At my day job we use Disco, a Python + Erlang based Map-Reduce framework, to crunch our web servers and application logs to generate useful data.
Each web server log file per day is a couple of GB of data which can amount to a lot of log data that needs to be processed on a daily.
Since the files are big it was easier for us to perform all the necessary filtering of find the rows of interest in the “map” function. The problem is, that it requires us to return some generic null value for rows that are not interesting for us.

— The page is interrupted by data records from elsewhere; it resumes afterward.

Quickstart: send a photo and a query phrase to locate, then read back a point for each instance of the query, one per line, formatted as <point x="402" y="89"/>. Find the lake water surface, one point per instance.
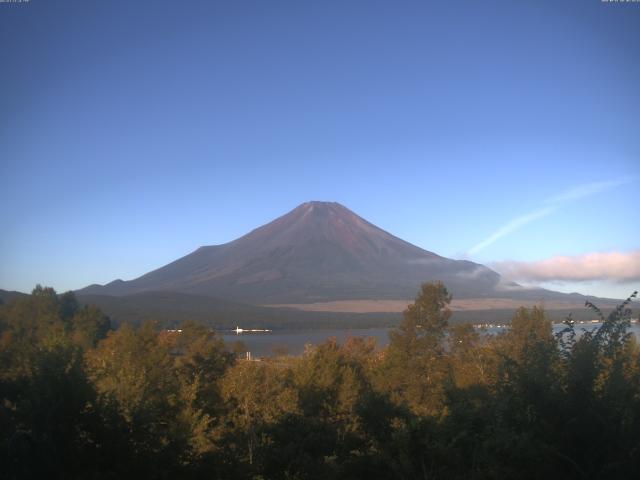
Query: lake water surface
<point x="293" y="342"/>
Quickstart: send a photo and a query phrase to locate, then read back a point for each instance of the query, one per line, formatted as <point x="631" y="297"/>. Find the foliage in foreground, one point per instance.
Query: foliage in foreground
<point x="79" y="400"/>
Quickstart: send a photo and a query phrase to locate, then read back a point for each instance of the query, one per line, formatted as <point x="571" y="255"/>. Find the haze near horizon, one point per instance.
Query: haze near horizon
<point x="498" y="132"/>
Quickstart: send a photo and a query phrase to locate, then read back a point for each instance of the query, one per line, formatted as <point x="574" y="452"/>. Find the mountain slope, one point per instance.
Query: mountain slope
<point x="318" y="252"/>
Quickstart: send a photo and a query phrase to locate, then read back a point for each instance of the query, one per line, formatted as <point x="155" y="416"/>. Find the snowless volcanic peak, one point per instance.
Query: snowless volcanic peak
<point x="319" y="251"/>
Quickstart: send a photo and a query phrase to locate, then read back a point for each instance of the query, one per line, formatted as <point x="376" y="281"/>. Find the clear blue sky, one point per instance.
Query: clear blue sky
<point x="132" y="132"/>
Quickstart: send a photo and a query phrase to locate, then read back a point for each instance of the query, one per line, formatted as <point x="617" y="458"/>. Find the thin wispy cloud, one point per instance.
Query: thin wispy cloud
<point x="510" y="227"/>
<point x="614" y="266"/>
<point x="587" y="190"/>
<point x="574" y="193"/>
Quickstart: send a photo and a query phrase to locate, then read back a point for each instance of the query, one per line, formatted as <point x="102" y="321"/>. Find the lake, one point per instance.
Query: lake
<point x="293" y="341"/>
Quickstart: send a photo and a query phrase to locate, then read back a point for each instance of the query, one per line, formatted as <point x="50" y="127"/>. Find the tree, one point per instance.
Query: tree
<point x="414" y="367"/>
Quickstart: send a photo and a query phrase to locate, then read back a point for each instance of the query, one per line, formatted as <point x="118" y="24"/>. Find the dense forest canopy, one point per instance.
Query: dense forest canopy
<point x="82" y="400"/>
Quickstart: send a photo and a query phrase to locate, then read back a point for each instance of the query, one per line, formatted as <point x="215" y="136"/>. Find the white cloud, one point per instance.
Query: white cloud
<point x="612" y="266"/>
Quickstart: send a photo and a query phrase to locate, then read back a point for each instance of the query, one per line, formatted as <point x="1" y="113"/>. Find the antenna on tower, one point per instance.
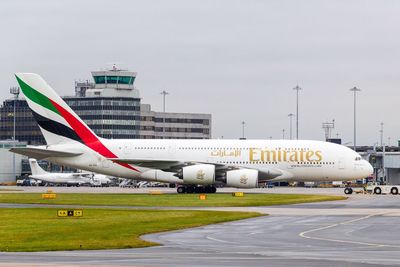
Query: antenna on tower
<point x="328" y="127"/>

This causes the intermediate files to contains a lot of unnecessary data that has the mapping of our uninteresting rows.
To significantly reduce this number, we have started to use the “combiner” function so that our intermediate results contains an already summed up result of the file the node is currently processing that is composed only from the rows we found interesting using the filtering in the “map” phase.
For example, if we have 1,000 rows and only 200 answer a certain filtering criteria for a particular report, instead of getting 1,000 rows in the intermediate file out of which 800 have the same null value, we now get only 200 rows.
In some cases we saw an increase of up to 50% in run time (the increase in speed is the result of reducing less rows from the intermediate files), not to mention a reduction in disk space use during execution due to the smaller intermediate files.
That way, we can keep the filtering logic in the “map” function while making sure we don’t end up reducing unnecessary data.